Derweil fragt sich weiter fast alle Welt, wie es weitergehen soll. Mit Wenger oder ohne ihn, mit veränderten Strukturen (CEO Ivan Gazidis will die Saison zumindest als "Auslöser für Veränderung" begreifen) oder mit der gefährlichen Drohung, die Wenger gerade gebrauchte: "I am who I am." Er meinte damit wohl den erfahrenen Fußballtrainer, der verlässlich die "Wenger-Trophy" holt. Er meinte sicher nicht den Betreuer eines Teams, das verlässlich gegen Topteams verliert, in der Champions League ohne Chance ist, und Jahr für Jahr eine lange Phase der Desorientierung hat, bevor es zum Ende hin wieder ein bisschen besser wird.
Wenger weiß nicht, was ein Sportdirektor ist. Da hat er ja recht, so genau weiß das niemand, denn das hängt von den Personen und von den konkreten Strukturen ab. Er könnte sich ja einmal das Arbeitsverhältnis zwischen Jupp Heynckes und Matthias Sammer 2013 anschauen, obwohl man darüber en detail nichts erfährt - es wirkte aber jedenfalls so, dass die Bayern von der Zusammenarbeit enorm profitierten.
Von einem beratungsresistenten Alleinentscheider, der den Kader verlässlich immer nur so weit ergänzt (und nützt), dass es für die Wenger-Trophy reicht, wird man aber Interesse für einen anderen Blick auf die Dinge nicht erwarten dürfen.
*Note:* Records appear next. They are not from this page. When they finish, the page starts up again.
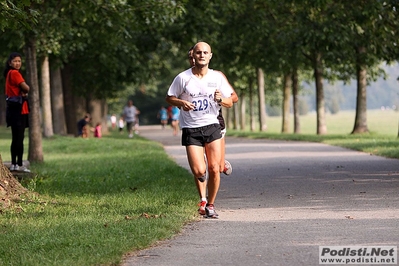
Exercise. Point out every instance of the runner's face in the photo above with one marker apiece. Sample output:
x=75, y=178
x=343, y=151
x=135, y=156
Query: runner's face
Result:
x=191, y=58
x=16, y=62
x=202, y=54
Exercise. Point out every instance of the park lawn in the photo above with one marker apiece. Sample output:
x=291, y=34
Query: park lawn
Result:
x=95, y=200
x=382, y=140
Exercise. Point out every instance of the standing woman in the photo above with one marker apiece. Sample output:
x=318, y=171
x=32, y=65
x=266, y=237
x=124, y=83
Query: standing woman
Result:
x=17, y=109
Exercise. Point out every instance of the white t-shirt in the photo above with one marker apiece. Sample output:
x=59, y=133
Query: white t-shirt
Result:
x=200, y=92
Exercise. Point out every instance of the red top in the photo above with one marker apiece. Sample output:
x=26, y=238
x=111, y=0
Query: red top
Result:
x=14, y=78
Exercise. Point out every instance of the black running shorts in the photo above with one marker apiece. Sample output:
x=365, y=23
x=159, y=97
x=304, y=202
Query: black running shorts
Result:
x=200, y=135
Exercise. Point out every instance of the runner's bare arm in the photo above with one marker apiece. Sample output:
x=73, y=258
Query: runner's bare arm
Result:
x=185, y=105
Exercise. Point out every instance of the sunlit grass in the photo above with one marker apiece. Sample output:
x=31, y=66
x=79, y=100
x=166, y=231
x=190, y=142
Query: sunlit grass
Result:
x=96, y=200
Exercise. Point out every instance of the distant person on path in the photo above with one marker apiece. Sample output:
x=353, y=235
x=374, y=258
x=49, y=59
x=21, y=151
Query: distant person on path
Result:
x=130, y=113
x=163, y=116
x=83, y=126
x=199, y=92
x=97, y=131
x=121, y=124
x=113, y=121
x=17, y=110
x=175, y=112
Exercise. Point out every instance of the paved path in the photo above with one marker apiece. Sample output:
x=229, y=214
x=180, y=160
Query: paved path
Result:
x=283, y=201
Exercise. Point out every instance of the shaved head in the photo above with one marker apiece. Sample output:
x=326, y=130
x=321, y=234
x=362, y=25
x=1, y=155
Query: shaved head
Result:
x=202, y=45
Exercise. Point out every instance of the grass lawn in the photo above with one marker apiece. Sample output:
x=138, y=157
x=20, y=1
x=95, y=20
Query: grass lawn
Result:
x=95, y=200
x=382, y=139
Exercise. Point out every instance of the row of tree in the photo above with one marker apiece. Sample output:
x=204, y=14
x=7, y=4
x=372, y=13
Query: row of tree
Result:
x=87, y=52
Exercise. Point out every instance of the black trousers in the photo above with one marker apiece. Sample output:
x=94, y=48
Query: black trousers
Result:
x=17, y=143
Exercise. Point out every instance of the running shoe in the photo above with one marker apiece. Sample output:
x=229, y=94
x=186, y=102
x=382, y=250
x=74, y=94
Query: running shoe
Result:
x=228, y=169
x=201, y=209
x=210, y=211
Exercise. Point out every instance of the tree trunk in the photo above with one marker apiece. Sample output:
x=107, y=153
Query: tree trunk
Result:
x=2, y=110
x=251, y=106
x=35, y=133
x=236, y=112
x=46, y=99
x=295, y=89
x=10, y=188
x=361, y=99
x=262, y=104
x=320, y=103
x=286, y=103
x=57, y=102
x=69, y=105
x=243, y=108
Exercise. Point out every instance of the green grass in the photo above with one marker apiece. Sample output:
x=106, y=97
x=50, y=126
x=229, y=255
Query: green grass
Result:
x=382, y=139
x=98, y=199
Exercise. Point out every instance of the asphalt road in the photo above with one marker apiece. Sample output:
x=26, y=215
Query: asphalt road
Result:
x=282, y=201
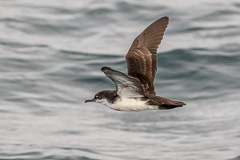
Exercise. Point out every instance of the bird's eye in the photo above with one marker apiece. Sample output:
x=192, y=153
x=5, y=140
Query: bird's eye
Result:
x=97, y=97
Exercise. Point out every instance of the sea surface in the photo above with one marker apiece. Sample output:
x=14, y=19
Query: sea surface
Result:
x=51, y=53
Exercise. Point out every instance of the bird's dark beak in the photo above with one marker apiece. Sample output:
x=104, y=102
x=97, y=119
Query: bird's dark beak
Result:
x=91, y=100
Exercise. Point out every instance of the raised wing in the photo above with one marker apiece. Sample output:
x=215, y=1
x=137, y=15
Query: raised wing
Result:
x=142, y=56
x=126, y=86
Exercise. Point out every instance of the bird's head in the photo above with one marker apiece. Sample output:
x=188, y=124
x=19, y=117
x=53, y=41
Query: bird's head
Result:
x=103, y=97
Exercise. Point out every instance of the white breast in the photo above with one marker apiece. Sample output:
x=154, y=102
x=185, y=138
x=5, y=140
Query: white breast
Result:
x=131, y=104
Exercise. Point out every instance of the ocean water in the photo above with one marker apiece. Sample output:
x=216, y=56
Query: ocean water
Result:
x=51, y=53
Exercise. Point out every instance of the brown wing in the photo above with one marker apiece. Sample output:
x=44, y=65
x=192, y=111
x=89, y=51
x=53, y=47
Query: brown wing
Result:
x=142, y=56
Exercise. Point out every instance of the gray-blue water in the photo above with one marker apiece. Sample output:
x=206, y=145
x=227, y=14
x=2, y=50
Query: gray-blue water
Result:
x=51, y=53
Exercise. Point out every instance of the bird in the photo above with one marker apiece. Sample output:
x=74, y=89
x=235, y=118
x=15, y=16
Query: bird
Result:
x=135, y=91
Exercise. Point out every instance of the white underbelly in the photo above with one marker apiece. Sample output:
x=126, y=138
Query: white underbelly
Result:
x=131, y=104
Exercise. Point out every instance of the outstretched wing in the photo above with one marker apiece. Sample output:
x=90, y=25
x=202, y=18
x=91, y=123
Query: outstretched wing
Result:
x=127, y=86
x=142, y=56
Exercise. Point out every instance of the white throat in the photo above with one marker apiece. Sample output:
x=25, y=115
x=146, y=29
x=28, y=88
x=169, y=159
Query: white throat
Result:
x=128, y=104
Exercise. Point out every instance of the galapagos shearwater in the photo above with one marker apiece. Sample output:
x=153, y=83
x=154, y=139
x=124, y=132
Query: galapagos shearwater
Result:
x=135, y=90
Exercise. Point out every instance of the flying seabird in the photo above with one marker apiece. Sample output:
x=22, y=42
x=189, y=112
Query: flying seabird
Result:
x=135, y=90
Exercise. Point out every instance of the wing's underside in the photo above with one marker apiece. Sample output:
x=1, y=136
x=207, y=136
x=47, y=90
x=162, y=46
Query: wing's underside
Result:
x=126, y=86
x=142, y=56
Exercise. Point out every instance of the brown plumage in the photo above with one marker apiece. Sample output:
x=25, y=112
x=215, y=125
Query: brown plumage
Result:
x=135, y=91
x=142, y=55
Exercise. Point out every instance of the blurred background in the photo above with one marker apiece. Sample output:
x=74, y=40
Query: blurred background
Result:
x=51, y=53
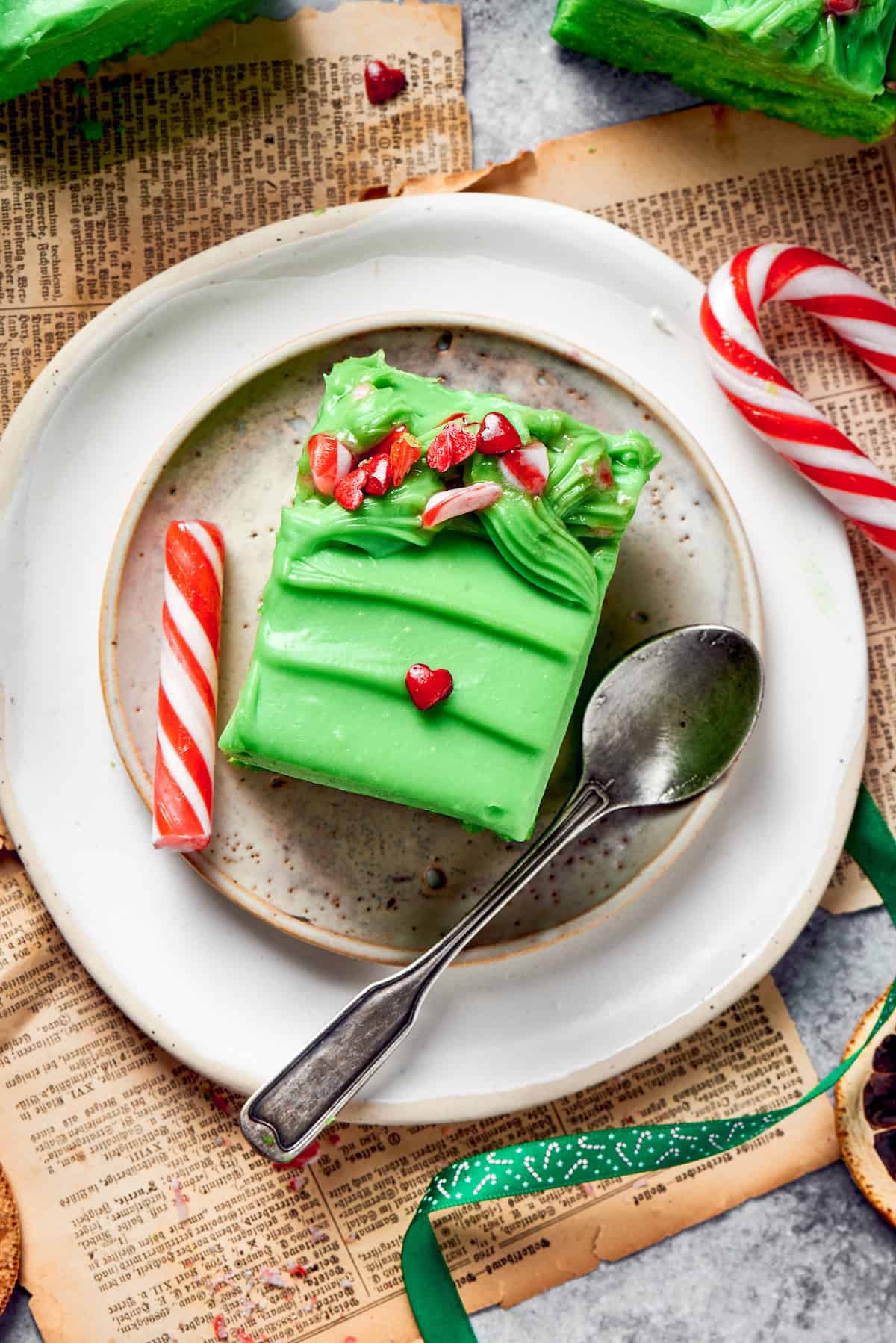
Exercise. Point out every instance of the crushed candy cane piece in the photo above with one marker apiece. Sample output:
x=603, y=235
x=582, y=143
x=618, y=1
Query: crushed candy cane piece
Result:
x=403, y=452
x=450, y=446
x=496, y=434
x=467, y=498
x=307, y=1156
x=605, y=474
x=331, y=462
x=180, y=1201
x=378, y=474
x=272, y=1276
x=527, y=468
x=349, y=491
x=428, y=686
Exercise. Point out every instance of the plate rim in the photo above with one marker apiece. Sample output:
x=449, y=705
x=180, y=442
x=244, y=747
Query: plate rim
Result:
x=46, y=392
x=695, y=817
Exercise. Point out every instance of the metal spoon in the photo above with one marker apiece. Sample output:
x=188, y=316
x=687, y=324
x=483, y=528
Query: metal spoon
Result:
x=662, y=727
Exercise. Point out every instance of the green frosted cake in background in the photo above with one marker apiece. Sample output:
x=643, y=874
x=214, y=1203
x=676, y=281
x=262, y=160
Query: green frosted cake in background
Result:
x=40, y=38
x=827, y=63
x=440, y=527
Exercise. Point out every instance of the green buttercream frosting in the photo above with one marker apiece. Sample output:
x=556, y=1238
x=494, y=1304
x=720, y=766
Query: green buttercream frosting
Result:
x=507, y=599
x=788, y=58
x=40, y=38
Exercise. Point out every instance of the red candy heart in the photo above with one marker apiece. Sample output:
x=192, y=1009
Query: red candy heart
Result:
x=383, y=82
x=428, y=686
x=497, y=434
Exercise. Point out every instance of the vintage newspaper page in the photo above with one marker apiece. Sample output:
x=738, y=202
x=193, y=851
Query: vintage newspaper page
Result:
x=700, y=186
x=107, y=182
x=146, y=1216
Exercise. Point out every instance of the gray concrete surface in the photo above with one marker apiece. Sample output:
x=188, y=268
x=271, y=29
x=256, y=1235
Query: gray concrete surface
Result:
x=808, y=1263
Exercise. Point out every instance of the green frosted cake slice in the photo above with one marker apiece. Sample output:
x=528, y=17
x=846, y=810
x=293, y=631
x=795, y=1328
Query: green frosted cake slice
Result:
x=40, y=38
x=825, y=63
x=450, y=531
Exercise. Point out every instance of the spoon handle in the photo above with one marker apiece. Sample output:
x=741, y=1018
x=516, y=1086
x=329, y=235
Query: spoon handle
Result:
x=287, y=1114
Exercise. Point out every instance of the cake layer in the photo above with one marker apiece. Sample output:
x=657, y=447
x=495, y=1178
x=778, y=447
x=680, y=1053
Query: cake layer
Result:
x=505, y=599
x=326, y=698
x=788, y=58
x=40, y=38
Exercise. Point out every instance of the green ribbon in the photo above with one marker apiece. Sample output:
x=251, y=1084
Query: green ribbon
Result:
x=606, y=1153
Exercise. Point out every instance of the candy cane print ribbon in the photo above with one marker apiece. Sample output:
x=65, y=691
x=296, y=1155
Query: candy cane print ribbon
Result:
x=791, y=425
x=575, y=1158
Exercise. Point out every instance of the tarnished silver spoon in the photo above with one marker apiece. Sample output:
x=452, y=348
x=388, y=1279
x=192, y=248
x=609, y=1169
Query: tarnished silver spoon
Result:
x=662, y=727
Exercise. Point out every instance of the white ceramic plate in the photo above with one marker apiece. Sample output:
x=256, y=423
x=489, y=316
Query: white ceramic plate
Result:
x=344, y=872
x=233, y=996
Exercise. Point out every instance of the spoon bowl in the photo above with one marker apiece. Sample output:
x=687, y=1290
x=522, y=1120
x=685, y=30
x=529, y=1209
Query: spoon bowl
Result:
x=664, y=725
x=671, y=718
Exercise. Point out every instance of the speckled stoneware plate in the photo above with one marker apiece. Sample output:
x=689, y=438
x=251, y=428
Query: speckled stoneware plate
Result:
x=230, y=993
x=351, y=873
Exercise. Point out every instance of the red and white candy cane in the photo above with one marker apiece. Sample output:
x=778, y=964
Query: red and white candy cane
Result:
x=791, y=425
x=188, y=686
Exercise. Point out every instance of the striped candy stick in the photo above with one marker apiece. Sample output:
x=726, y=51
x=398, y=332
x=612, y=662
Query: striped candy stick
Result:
x=791, y=425
x=188, y=686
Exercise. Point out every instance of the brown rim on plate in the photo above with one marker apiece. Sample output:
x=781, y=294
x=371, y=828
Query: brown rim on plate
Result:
x=695, y=816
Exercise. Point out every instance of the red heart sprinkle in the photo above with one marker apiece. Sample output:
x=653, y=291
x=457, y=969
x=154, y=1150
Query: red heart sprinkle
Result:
x=383, y=82
x=428, y=686
x=378, y=474
x=349, y=491
x=496, y=434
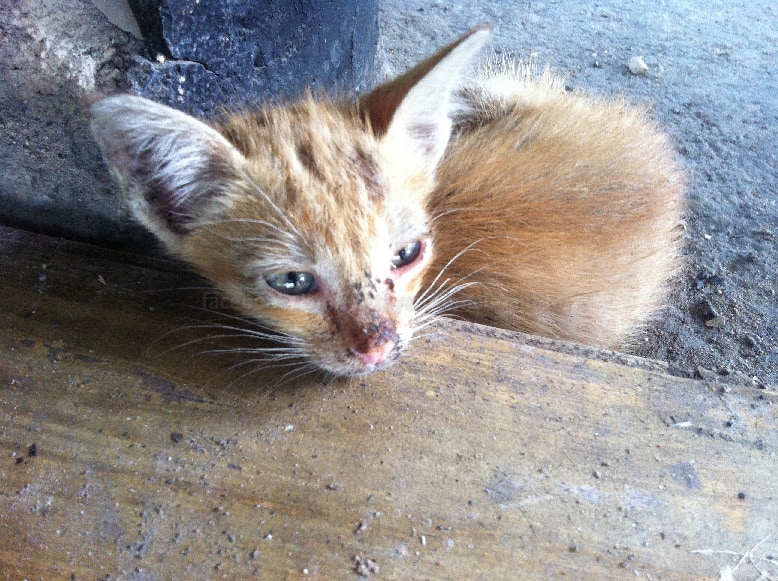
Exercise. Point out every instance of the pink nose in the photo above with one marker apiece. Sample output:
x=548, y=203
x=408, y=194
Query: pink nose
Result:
x=376, y=354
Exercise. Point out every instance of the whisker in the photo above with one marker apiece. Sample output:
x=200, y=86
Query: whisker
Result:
x=420, y=298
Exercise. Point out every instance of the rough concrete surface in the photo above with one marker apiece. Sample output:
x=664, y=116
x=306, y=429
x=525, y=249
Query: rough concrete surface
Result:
x=709, y=75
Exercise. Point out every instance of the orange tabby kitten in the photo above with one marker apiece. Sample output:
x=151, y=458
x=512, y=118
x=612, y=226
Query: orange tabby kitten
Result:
x=346, y=227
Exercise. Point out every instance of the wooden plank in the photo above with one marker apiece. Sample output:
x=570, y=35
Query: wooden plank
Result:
x=129, y=454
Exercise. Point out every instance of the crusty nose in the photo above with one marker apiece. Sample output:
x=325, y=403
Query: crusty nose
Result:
x=374, y=343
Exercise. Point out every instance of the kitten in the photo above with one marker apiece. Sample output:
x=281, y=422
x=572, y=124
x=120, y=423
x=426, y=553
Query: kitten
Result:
x=345, y=227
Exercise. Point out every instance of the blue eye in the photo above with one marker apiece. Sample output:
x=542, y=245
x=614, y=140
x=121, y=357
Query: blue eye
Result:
x=406, y=255
x=293, y=283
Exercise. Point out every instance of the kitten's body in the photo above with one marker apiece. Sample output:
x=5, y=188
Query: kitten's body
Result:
x=344, y=227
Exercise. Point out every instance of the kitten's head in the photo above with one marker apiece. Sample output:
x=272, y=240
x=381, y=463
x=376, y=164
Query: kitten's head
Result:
x=311, y=217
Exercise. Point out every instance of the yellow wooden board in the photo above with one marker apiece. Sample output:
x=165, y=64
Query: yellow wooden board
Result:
x=128, y=453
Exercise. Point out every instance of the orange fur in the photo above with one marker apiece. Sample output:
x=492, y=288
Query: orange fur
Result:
x=570, y=205
x=501, y=198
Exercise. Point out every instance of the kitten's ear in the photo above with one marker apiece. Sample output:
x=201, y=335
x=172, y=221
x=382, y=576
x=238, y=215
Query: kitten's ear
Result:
x=417, y=105
x=172, y=166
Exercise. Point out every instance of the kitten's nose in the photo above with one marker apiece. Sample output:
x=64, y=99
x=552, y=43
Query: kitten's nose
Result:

Man muss sich das ja zwischendurch immer wieder einmal klar machen: Bei Arsenal ist Wenger das, was Zorc und Tuchel beim BVB sind, was Reschke und Gerland und Ancellotti (und die anderen Italiener) beim FC Bayern sind, was Michael Preetz und Pal Dardai bei Hertha sind. Er ist das jeweils in einer, in seiner (selbstherrlichen) Person.
Natürlich bin ich jetzt auch hin und her gerissen. Eigentlich denke ich mir, Stoke sollte nach Möglichkeit am Samstag die Sache klar machen und Arsenal in die Europa League oder ganz aus den internationalen Bewerben schießen. Nur so ist die Disruption denkbar, die Arsenal dringend benötigt. Aber das süße Gift des Gewohnten wirkt auch bei mir. Wie sollte es auch nicht? Als Fan denke ich nicht konzeptuell. Ich möchte Özil und Sanchez, Xhaka und Welbeck kombinieren und abschließen sehen, und ich möchte, dass Mustafi für seine Grätschen den BFG-Award bekommt. Ich möchte, dass Rob Holding, der junge Verteidiger, zu einem neuen Tony Adams heranreift, auch wenn er bisher eher aussieht wie einer der typischen Wenger Boys.
Ich möchte, ich träume, ich überlege, und zum Glück ist schon am Samstag wieder ein Spiel. Dann wissen wir wieder ein bisschen mehr, oder vielleicht sogar sehr viel mehr, weil Wenger ja eventuell die gerade kurzfristig günstige Stunde nützen könnte, um sich zu erklären. Wahrscheinlicher aber genießt er seinen Status als Orakel in eigener Sache: He is who he is. Da kann ich gut pythisch nur raten: Gnothi seauton! Und lernen Sie Golf, Sire!